The Orange Energia project taught us that composable architecture isn't just about technical flexibility — it's about making pragmatic choices that balance immediate needs with long-term maintainability. We validated and refined many of the assumptions we had built into our accelerator: where composable modules make sense, how much reuse is realistic, and how strict API contracts need to be in real enterprise environments. We also learned to avoid over-engineering (like using XState everywhere), to design for replaceability (CMS integrations, UI libraries), and to build security and API contracts into the development workflow from the start.

These lessons directly shaped Open Self Service.

The platform is designed to be backend-agnostic, with swappable integrations. The content model is flexible enough to avoid vendor lock-in. Security practices are built in, not bolted on. And the architecture stays pragmatic — we use powerful tools where they add value, and simpler solutions where they're sufficient.

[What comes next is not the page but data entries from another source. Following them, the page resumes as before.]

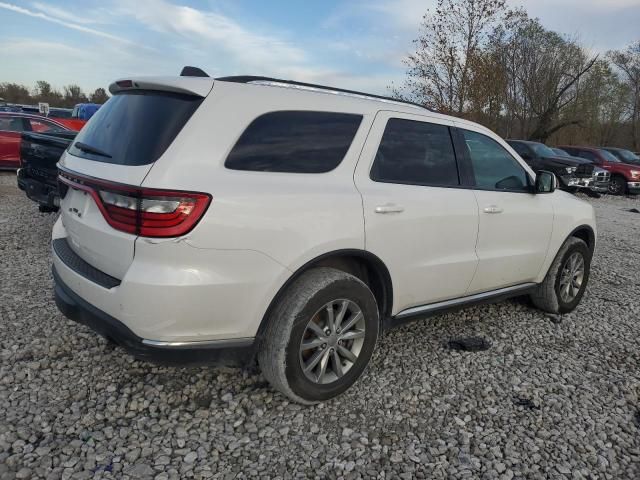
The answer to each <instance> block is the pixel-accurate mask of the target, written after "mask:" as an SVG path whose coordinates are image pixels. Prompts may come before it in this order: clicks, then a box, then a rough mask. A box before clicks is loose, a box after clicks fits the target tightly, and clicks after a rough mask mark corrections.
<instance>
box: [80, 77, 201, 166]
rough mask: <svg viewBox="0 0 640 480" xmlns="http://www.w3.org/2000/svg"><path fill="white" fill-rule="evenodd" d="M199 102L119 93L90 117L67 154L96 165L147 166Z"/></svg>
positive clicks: (127, 93) (184, 98)
mask: <svg viewBox="0 0 640 480" xmlns="http://www.w3.org/2000/svg"><path fill="white" fill-rule="evenodd" d="M202 100H203V99H202V97H196V96H193V95H183V94H177V93H169V92H158V91H144V90H134V91H128V92H126V93H118V94H116V95H114V96H113V97H111V98H110V99H109V100H107V102H106V103H105V104H104V105H103V106H102V107H101V108H100V109H99V110H98V111H97V112H96V113H95V115H93V116H92V117H91V120H89V122H88V123H87V124H86V125H85V126H84V128H83V129H82V130H81V131H80V133H79V134H78V136H77V137H76V141H75V142H74V143H73V144H72V145H71V147H70V148H69V153H71V155H75V156H77V157H82V158H87V159H89V160H94V161H97V162H106V163H115V164H118V165H132V166H133V165H148V164H149V163H153V162H155V161H156V160H157V159H158V158H160V156H161V155H162V154H163V153H164V152H165V150H166V149H167V148H168V147H169V145H171V143H172V142H173V139H174V138H176V136H177V135H178V133H179V132H180V130H182V127H183V126H184V125H185V124H186V123H187V121H188V120H189V118H190V117H191V115H192V114H193V112H195V111H196V109H197V108H198V106H199V105H200V103H202Z"/></svg>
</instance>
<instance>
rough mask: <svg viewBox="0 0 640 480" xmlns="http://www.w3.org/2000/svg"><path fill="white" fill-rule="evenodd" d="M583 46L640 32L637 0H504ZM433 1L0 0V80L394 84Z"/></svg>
mask: <svg viewBox="0 0 640 480" xmlns="http://www.w3.org/2000/svg"><path fill="white" fill-rule="evenodd" d="M508 3H509V5H510V6H514V7H515V6H523V7H524V8H525V9H526V10H527V11H528V12H529V15H530V16H532V17H538V18H540V20H541V22H542V23H543V25H544V26H545V27H547V28H549V29H552V30H556V31H558V32H561V33H564V34H567V35H569V36H572V37H577V38H579V39H580V41H581V42H582V44H583V45H585V46H586V47H587V48H589V49H590V50H593V51H594V52H606V51H607V50H609V49H619V48H624V47H625V46H627V45H628V44H630V43H632V42H634V41H637V40H640V0H508ZM434 4H435V0H350V1H342V2H340V1H336V0H324V1H315V2H310V1H306V2H304V1H303V2H300V1H295V0H286V1H285V0H271V1H257V0H253V1H250V0H84V1H81V0H66V1H62V0H38V1H29V0H26V1H20V0H0V26H1V28H0V82H18V83H22V84H25V85H28V86H33V85H34V84H35V82H36V81H37V80H47V81H48V82H50V83H51V84H52V85H54V86H56V87H61V86H62V85H66V84H69V83H77V84H79V85H80V86H81V87H82V88H83V89H84V90H86V91H93V90H94V89H95V88H98V87H104V88H107V87H108V85H109V83H111V82H112V81H114V80H115V79H117V78H123V77H128V76H135V75H177V74H179V72H180V70H181V69H182V67H183V66H184V65H194V66H198V67H200V68H202V69H204V70H205V71H206V72H207V73H208V74H209V75H210V76H224V75H265V76H274V77H278V78H286V79H292V80H298V81H306V82H312V83H321V84H326V85H332V86H335V87H342V88H351V89H357V90H361V91H367V92H371V93H382V94H384V93H388V90H387V87H388V86H389V85H391V84H392V82H393V83H395V84H401V83H402V81H403V78H404V74H405V67H404V64H403V59H404V58H406V56H407V55H408V54H410V53H411V52H412V47H413V45H412V40H413V39H415V38H416V37H417V35H418V31H419V26H420V22H421V19H422V16H423V15H424V14H425V13H426V11H427V10H428V9H429V8H431V7H433V6H434Z"/></svg>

The result is a framework that inherits the battle-tested patterns from Orange Energia (and other MACH-based projects we deilvered at Hycom) while remaining flexible enough for organizations with different constraints, budgets, and technical preferences.

Summary

Orange Energia app on a mobile device

The Orange Energia portal project shows how a well-executed composable approach can transform digital self-service in energy and utilities. Customers gained transparency, access, and control over their energy services. The organization reduced operational effort and manual workload, freeing service teams to focus on higher-value interactions. Technology teams gained a flexible, scalable foundation for next-generation digital services. The outcomes influenced the evolution of Open Self Service — built on real experience and proven components.

For energy providers navigating the pressure of rising expectations, new regulations, and growing complexity, composable client portals are no longer an experiment. They're becoming the new digital standard.